Within the common consciousness of mainstream pop, rock is really in a corner right now. The most credible old-school rock stars — artists who like guitars, flash, noise and the scent of rebellion — are Miley Cyrus, Lady Gaga and Eminem. But emo — or whatever you want to call the band-based style that celebrates punk but is open to melodicism and, more recently, the innovations of electronic music — is still firing at the barricades. In fact, emo's proven surprisingly resilient and able to adapt to new pop trends, as this banger of a song from the venerated band Fall Out Boy proves. It's a confrontational anthem about (what else is necessary right now?) the power of rock itself, vocalist Patrick Stump shows that his soul fetish has only served his ability to nail a totally screaming chorus, and though the guitars take a backseat to the crashing beat, the mood's still full metal black leather jacket. Fire!
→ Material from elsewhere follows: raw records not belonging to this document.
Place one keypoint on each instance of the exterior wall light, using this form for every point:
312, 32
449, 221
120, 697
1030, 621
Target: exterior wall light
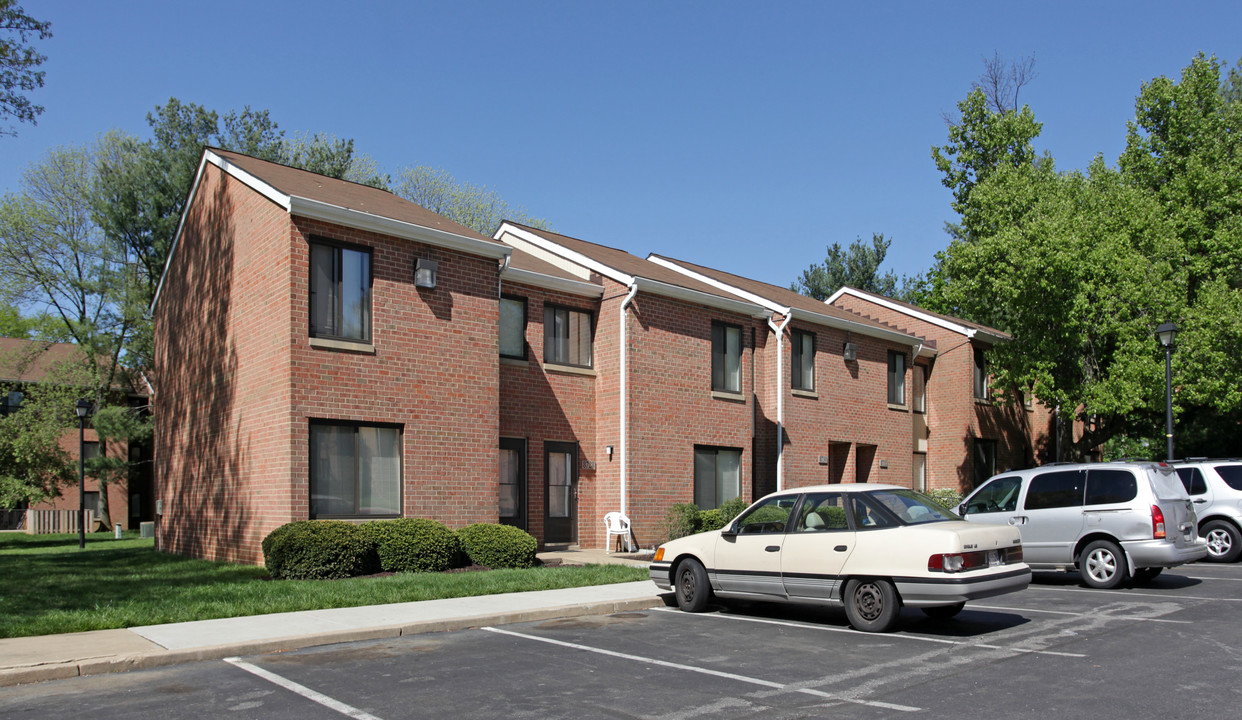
425, 272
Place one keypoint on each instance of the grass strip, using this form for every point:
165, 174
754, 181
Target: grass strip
51, 586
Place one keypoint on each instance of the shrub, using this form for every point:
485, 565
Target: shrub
414, 545
493, 545
316, 550
682, 520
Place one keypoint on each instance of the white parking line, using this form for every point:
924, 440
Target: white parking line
347, 710
707, 672
851, 631
1134, 617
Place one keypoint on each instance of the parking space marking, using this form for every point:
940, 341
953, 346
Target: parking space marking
763, 683
1134, 617
347, 710
853, 632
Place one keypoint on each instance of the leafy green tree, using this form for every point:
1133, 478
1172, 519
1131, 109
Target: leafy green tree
19, 63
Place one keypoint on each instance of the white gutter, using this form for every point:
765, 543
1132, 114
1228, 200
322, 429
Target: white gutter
780, 399
625, 303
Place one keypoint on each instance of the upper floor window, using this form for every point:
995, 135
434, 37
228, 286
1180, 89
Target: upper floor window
340, 291
980, 375
566, 337
725, 358
896, 378
513, 328
802, 371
Miranda Lambert, 'Mama's Broken Heart'

Country's vanguard of deeply sassy women had a big impact this year among critics and connoisseurs: Brandy Clark's 12 Stories topped more than one Best Albums list, and Kacey Musgraves is on an award tour that will, I hope, land her a handful of Grammys. But let's not forget older sister Miranda in this feminist-flavored family affair. She's been burning down preconceptions in Nashville for years, and this single, the sleeper hit from her 2011 album Four The Record, shows her match-throwing skills at their apex. Written by Musgraves and Clark with their creative BFF Shane McAnally, "Mama's Broken Heart" is an unhinged reworking of Nancy Sinatra's "These Boots Are Made For Walking" — a faster pussycat's account of a post-breakup binge that does in any Oprah-like notions of inner healing. Lambert brings the swagger throughout the scene-setting verses and a metal-country chorus that rips the curtains down. Hide your crazy? Sorry, mama. Even nice girls don't do that any more.

Ylvis, 'The Fox (What Does the Fox Say?)'

Like millions of American parents, I was schooled about this viral hit by my grade schooler. It's a novelty song with a video featuring its Norwegian makers in ridiculous animal costumes. But it's also an irresistibly catchy number that satirizes pop with a volley of well-aimed arrows. The verses unfold with the weighty seriousness of that Imagine Dragons song "Radioactive," which everyone claims to hate, though it was one of 2013's major singles. The chorus bursts forth, powered by an EDM drop covered in sonic silly string. As the song's jumble of pop references gets more confusing, Ylvis — brothers Vegard and Bard Ylvisaker, comedians by trade — unleash a vomitous torrent of weird animal sounds. Instead of the standard uplifting EDM chorus or the roaring croon of modern rock, we get wa-pa-pa-pa pa-pow and ha-ha-ha-tee-ho. This effervescent B.S. cleanser served as a reminder that above all else, pop is fun.